Views from the Asylum3 StarsViews from the Asylum follows a nameless protagonist as he spews, almost stream of consciousness style, what he deems to be “psychotic views” while dealing with the fallout of his own failed suicide attempt. The topics covered in his rants are wide-ranging and are anti-government. For example, he rails against the U.S. government and their actions, such as the war on drugs and military bases overseas. He states that several middle-east countries are in bad shape today because of American foreign policy.

The text is interrupted by poetic verses, some from published works of other writers, and some of the narrator’s own creation. They add depth to the text surrounding them, and it is a nice break.

The character describes himself as non-religious, but is surprised by a pleasant visit from a priest during his stay in the hospital. He analyzes all of his experiences with other humans throughout the text, but this interaction seemed to have an effect on his character.

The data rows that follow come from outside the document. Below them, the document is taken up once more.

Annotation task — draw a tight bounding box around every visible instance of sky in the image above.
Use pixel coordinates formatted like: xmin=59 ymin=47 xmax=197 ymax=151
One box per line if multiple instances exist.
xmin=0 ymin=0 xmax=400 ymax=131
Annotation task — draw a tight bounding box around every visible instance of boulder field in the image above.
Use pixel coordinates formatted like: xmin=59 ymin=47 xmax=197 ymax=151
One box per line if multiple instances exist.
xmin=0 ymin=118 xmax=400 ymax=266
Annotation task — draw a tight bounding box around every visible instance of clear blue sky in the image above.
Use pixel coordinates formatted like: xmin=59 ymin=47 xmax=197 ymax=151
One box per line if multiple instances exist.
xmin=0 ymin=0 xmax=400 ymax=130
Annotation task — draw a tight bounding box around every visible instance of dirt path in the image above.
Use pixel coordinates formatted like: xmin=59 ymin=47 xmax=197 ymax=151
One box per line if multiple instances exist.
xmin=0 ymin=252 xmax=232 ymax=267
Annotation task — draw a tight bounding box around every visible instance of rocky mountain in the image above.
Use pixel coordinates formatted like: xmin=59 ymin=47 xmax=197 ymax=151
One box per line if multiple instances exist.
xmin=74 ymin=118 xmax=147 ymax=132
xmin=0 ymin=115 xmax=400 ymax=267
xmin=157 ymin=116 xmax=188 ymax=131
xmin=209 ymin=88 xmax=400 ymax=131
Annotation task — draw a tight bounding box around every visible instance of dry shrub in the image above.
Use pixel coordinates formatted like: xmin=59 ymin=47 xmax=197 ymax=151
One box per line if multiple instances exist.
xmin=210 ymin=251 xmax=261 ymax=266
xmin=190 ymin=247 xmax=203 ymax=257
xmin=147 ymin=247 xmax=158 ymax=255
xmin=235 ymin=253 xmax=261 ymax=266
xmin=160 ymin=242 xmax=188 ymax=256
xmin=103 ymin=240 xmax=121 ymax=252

One scene involves the character pulling a “Sherlock Holmes” on his doctor, analyzing her appearance and her surroundings to draw conclusions about her character. Through this the reader see’s the narrator’s intelligence and keen eye for observation.

In short, his character can be described by a sentence he speaks to his doctor. “I see no real progression in human nature, since it first started.” His inward looks at himself and at the societies of the world leave him wanting humans to wake up and act more enlightened. His frustration with this lack of enlightenment seems to be the biggest conflict for him.

Overall, it is interesting to follow the narrator as he tries to work his way through his feelings, emotions, and thoughts as he recovers from his suicide attempt. However, many of the ramblings on which he embarks do not help to develop the character, which is unfortunate. But his “psychotic views” do lead to some deep dialogue.